Alicia’s sigh is barely there. “What now.” Not a question—just fatigue with a period.
I pull into the spot next to it. No running from whatever this is.
Gabriel comes around the corner. “Break-in.”
“When?”
“Window between midnight and four. Another tenant called it in—exterior cams were smashed. Your assistant’s with MPD. Looks like your suite was hit.”
Alicia takes off to join her assistant and the cops. I hang back with Gabriel.
“Doesn’t this push it closer to Vasquez?” I murmur.
“Maybe. Let’s see what they took. Feels sloppy.”
“In what way?”
“Bashing cams is amateur hour,” he mutters. “Pros blind them upstream.”
The cops fence us out—standard. Photos, gloves, slow questions. A sharp smell rides the air—ozone and cheap cleaner.
“Somebody hurried their exit,” I say. “Should’ve aired it out.”
Hours pass. It’s unclear what was taken. Files untouched. Computers untouched.

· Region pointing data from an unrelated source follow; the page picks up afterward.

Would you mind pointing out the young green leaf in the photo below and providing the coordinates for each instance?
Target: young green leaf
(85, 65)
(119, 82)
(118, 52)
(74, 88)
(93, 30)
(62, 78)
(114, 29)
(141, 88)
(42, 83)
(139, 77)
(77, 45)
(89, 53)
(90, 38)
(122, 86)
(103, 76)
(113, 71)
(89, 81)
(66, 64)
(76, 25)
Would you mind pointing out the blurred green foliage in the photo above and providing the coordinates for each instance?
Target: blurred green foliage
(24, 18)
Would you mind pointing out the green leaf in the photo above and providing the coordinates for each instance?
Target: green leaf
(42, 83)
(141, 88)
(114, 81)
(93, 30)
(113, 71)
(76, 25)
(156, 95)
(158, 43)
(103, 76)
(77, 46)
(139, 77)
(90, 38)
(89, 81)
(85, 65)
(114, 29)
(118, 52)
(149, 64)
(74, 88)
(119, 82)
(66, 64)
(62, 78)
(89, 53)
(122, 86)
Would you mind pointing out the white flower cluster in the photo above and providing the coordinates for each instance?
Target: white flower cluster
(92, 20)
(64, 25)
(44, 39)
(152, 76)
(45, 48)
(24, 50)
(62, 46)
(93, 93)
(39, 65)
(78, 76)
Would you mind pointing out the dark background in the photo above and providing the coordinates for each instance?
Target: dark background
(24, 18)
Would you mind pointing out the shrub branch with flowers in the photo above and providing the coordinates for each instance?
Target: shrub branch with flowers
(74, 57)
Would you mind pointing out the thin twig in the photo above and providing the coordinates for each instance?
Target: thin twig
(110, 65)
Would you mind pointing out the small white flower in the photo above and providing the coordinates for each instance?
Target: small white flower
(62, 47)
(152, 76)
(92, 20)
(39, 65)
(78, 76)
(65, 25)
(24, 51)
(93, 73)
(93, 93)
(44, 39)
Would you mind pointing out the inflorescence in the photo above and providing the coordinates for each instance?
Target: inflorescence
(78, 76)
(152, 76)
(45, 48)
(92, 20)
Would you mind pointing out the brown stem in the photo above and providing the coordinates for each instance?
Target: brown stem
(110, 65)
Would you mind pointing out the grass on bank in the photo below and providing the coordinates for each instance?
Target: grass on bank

No obvious breach of servers.
Alicia’s defense team arrives. Smart. If there’s any way to flip this into a procedural concern for the court, they’ll use it.
Since everyone’s present, the defense meeting gets moved up. Hudson arrives. Richard too. When I step into the conference room, he looks like he wants to argue but decides he doesn’t want to do it in front of a table full of attorneys.
We take our seats. Everyone gets the same folder—the compiled timeline, Alicia’s verified whereabouts, defense witness statements, prosecution’s witness list, autopsy summaries, poison notes.
I flip pages as Luca talks through it.
Delacroix’s ex-wife: listed for prosecution. We’re trying to reach her, but she’s unresponsive. Someone from the firm is being sent today.
Another page. Richard’s name—expected. He’s willing to testify as a character witness.
Then Jessica’s name.
Richard catches it first. “Why is Jessica in here?”
Luca’s smooth. “She lives with you, right?”
“No.” His gaze darts to Alicia. “She’s my girlfriend. She doesn’t live with me.”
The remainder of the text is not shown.